31 January 2020

心的频道:开工大吉


今天虽然如常七点前就到办公室,但开启了电脑却先不做工,一直到七点过后才默默在心里念了一句 “开工大吉!” 后才正式开始工作。

是的,我等那开工吉利的时辰。

农历新年也特地拿假到吉日才开工。

我知道啦,某某风水师说只要吉日吉时开电脑发个电邮意思意思就行。

但我比较老土,觉得那样很没有诚意、很假很虚伪,也根本不是我正常的工作模式。

我相信开工吉日是要在我平时正常工作的情况下度过,一整年才会有好预兆的。

我才不要一整年工作就只是开电脑发电邮而已咯…


越老越迷信。

这几年开始选吉日才开工,不像比较年轻时的我的那不在乎。

没有了年轻的本钱,精力和身体状况大不如前,已经不能像以前那样的拼。

更重要的是,到了人生的另一个阶段,选择了重视身体和心理的健康,选择了不要为工作拼了命。

或许,是一种领悟。

和随之而来的那坚持的决心。


不要误会,我不是工作偷懒「吃蛇」、得过且过的那种人。

我仍旧是个责任感很重,要把东西做到我能力以内最好的那个人。

我有我的原则,和我的水准。

纯粹就是,不再工作优先,而是健康和生活优先。

不再为了工作妥协我身体和心理的健康、我生活的素质。

工作为了生活,不是生活为了工作。


所以,开工要选个吉日,祈求工作上会顺心顺意。

不要有小人、猪队友、难搞的经理、同事、客人什么的。

让我避开那些办公室政治、有私人目的阴谋、复杂的人际等等烦人累人的那些有的没的。

就让我安分守己做好我的工作,交出我能做的最好,这样就够了。

由衷诚心祈望啦…

开工大吉哦~!



心的频道 |系列


29 January 2020

Win!


Slept in and stayed in bed until noon, win!

Did my burpee exercise. Oh my goodness so tiring, could only manage ten sets in one go, had to break twice to complete my goal of thirty. My legs are jellyish for a while but win!

Stayed home and be potato the whole day, a relatively peaceful and quiet day, win!

Played many hours of computer game, win!



Other |temperamental thoughts| category entries.


27 January 2020

Expanding waistline


So I have been steadily getting fatter as I age, the metabolism slowing down, all that.

Losing the twice weekly badminton sessions since I changed department didn't help.

Gorging and indulging during Chinese New Year is only going to make it worse.

Oh well.

Already decided to start the daily burpee after Chinese New Year, and if that's not effective after a couple of months then I will have to get a pair of running shoes and restart the brisk walks.

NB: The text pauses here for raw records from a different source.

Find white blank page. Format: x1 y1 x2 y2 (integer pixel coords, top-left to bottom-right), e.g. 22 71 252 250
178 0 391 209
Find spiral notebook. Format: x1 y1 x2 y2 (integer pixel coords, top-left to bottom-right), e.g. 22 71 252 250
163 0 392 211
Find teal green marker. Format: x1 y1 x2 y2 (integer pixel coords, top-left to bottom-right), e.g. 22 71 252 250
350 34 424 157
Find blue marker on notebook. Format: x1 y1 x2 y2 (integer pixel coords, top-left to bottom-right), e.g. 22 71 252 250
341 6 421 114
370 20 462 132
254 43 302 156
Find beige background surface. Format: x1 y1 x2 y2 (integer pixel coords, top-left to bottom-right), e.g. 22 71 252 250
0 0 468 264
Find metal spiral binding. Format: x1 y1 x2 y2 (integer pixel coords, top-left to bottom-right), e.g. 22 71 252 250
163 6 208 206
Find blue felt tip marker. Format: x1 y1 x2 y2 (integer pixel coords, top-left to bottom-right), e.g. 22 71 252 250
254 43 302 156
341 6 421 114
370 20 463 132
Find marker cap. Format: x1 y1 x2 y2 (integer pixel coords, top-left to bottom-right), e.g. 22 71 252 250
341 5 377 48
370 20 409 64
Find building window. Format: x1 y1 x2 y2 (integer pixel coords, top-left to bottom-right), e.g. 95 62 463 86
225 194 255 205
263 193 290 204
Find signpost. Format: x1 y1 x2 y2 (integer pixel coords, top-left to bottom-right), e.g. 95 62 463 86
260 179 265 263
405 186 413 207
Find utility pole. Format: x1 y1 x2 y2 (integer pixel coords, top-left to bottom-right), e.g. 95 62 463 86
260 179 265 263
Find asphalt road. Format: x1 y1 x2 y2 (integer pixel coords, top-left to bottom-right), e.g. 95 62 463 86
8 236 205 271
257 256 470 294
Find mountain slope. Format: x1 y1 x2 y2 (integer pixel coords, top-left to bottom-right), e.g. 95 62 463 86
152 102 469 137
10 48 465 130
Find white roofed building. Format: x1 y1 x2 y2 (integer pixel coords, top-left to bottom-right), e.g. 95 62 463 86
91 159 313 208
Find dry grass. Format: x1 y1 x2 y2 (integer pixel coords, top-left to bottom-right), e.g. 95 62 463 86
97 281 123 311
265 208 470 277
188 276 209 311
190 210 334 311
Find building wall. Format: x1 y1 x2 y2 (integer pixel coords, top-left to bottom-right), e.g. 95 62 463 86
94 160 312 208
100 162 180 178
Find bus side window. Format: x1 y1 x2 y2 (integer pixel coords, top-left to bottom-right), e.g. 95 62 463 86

And if by June I am still not seeing positive changes, then I will have to think of something more drastic.

That's the plan.



Other |temperamental thoughts| category entries.


23 January 2020

Shopping and I


Some people like shopping, love even.

They can shop for hours and hours.

And end the shopping spree not only full of spoils but also still full of energy.

Not me.

I just want to go in there, get the stuff I want, pay and get out.

As efficient and as hassle-free as possible.

Dragged out long hours shopping session is not my thing, I would get exhausted and my back would start to ache and lock up.

That makes me miserable and irritable.

Worse when there is a crowd, the antisocial side of me cringe and wither inside.

Really just not my thing, oh well.



Other |temperamental thoughts| category entries.


19 January 2020

生活点滴:家有底裤男


大瓜从小就喜欢在家里赤裸着身子,就只穿一条底裤。

经过邻居可以看得到的窗或就那样站在天台他也不以为然。

小时候还好啦,包着尿布的宝宝不也是这样,是吧?

但现在他可是比我还高的少年了嘞…

几天前情人老婆仔晚餐时叫他「底裤男」,还真贴切。

我想,应该没有什么人会突然来访的啦。

再说,有人来他应该会赶紧穿上些衣服的呱?

怎么都好,就是想要说:我家里有底裤男哦!

是类似那些「内有恶犬」标志的用意啦,请不要被吓到。



生活点滴 |系列|


16 January 2020

Hello cave


Wish you would leave me alone, depression.

Wishful thinking, I know.

You came knocking, uninvited, unwelcomed.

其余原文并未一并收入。